W Sądzie Rejonowym w Reykjaviku rozpoczęła się dziś ponownie rozprawa przeciwko byłemu asystentowi ministra spraw wewnętrznych, w sprawie wycieku ważnej notatki, która dotyczyła mężczyzny starającego się o azyl w Islandii.
Akt oskarżenia, który wpłynął do Sądu dotyczy Gísli Freya Valdórssona, który jest odpowiedzialny za wyciek dokumentów do prasy.
Rozprawa rozpoczęła się dziś rano i podczas niej przedstawiono nowe dowody.
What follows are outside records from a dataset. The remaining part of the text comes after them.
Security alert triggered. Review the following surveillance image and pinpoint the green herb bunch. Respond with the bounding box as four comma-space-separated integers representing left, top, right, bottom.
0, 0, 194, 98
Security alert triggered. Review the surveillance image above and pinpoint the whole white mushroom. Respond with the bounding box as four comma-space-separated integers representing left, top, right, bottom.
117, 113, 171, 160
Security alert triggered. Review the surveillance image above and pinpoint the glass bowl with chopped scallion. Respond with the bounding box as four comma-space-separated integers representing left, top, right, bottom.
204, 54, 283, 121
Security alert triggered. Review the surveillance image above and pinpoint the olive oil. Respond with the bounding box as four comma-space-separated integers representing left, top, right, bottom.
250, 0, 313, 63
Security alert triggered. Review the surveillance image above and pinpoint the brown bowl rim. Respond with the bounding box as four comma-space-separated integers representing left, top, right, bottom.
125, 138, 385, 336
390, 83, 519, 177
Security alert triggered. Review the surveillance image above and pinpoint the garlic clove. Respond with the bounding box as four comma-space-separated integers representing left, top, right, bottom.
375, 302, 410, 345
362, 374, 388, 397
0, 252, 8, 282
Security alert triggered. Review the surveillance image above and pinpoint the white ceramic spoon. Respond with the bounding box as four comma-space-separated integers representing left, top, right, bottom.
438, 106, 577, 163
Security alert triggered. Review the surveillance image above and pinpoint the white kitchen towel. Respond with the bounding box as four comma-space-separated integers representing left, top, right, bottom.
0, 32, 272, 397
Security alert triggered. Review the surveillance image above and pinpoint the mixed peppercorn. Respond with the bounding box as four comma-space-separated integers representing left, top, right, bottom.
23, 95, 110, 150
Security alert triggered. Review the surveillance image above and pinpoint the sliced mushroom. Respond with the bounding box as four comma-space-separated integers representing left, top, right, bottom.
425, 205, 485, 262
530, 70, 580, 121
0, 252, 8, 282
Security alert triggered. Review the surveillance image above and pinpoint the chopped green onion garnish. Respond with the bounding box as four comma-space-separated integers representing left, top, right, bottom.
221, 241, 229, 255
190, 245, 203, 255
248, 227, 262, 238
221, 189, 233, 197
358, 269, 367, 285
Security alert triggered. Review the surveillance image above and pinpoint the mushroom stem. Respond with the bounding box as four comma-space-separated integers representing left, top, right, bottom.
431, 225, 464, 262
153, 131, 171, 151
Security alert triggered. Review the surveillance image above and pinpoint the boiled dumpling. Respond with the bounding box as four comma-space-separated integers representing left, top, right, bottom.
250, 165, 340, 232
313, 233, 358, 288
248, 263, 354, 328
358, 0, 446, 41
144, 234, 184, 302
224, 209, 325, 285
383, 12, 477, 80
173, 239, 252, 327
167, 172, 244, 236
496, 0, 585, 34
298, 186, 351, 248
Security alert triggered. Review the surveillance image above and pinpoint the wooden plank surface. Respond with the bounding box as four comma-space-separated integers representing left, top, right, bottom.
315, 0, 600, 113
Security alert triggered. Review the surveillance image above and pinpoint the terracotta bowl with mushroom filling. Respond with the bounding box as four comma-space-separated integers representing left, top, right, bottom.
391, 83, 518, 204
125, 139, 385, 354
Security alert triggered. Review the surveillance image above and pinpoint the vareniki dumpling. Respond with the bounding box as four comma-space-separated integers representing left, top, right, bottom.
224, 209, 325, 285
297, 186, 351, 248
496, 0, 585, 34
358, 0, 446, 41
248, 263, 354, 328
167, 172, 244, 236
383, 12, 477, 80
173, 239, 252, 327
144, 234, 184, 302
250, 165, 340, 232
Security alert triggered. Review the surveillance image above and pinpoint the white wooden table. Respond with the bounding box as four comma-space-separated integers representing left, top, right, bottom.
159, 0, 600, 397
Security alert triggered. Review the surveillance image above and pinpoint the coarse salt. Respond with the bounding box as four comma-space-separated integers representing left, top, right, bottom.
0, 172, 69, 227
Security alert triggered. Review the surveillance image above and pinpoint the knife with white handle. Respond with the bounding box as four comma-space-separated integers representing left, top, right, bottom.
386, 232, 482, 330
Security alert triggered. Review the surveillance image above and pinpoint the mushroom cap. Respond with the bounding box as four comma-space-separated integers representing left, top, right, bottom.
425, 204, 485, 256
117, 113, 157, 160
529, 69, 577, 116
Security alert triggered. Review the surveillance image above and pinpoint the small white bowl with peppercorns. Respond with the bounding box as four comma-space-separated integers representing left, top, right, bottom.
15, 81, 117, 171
Mężczyzna został skazany na osiem miesięcy pozbawienia wolności w zawieszeniu.
Po ogłoszeniu wyroku, który odczytano dziś w Sądzie Rejonowym w Reykjaviku, Gísli Freyr powiedział dziennikarzom, że nie zamierza odwoływać się do sądu wyższej instancji. Wczoraj Gísli Freyr przyznał się przed minister Hanną Birną Kristjánsdóttir, że to on jest odpowiedzialny za wyciek.
Od samego początku kiedy do tego doszło – w listopadzie 2013 roku, Gísli Freyr utrzymywał, że jest niewinny i nie miał nic wspólnego z wyciekiem, jednak wczoraj przyznał się do winy. Twierdził, że robi to z powodu wyrzutów sumienia które go gryzą, że przez ten cały czas kłamał, pisze ruv.is.
Prokurator Helgi Magnús Gunnarsson powiedział dziś rano w sądzie, że w ostatni weekend jego biuro otrzymało nowe dowody w sprawie, które jednoznacznie wskazywały na winę byłego asystenta.
Helgi wyjaśnił, że otrzymane dowody wskazują na to, że Gísli Freyr zmienił notatkę na temat osoby ubiegającej się o azyl i zapisał ją na swoim komputerze przed jej ponownym usunięciem. Prokurator twierdzi, że prawdziwym powodem przyznania się Gísli Freyra do winy były niezbite dowody jego winy, a nie to, że dręczyły go wyrzuty sumienia.
Prokurator domagał się trzech lat pozbawienia wolności dla byłego asystenta minister.
Hanna Birna utrzymuje, że nie była zaangażowana w wyciek z ministerstwa, ale posłowie z opozycji domagają się jej dymisji.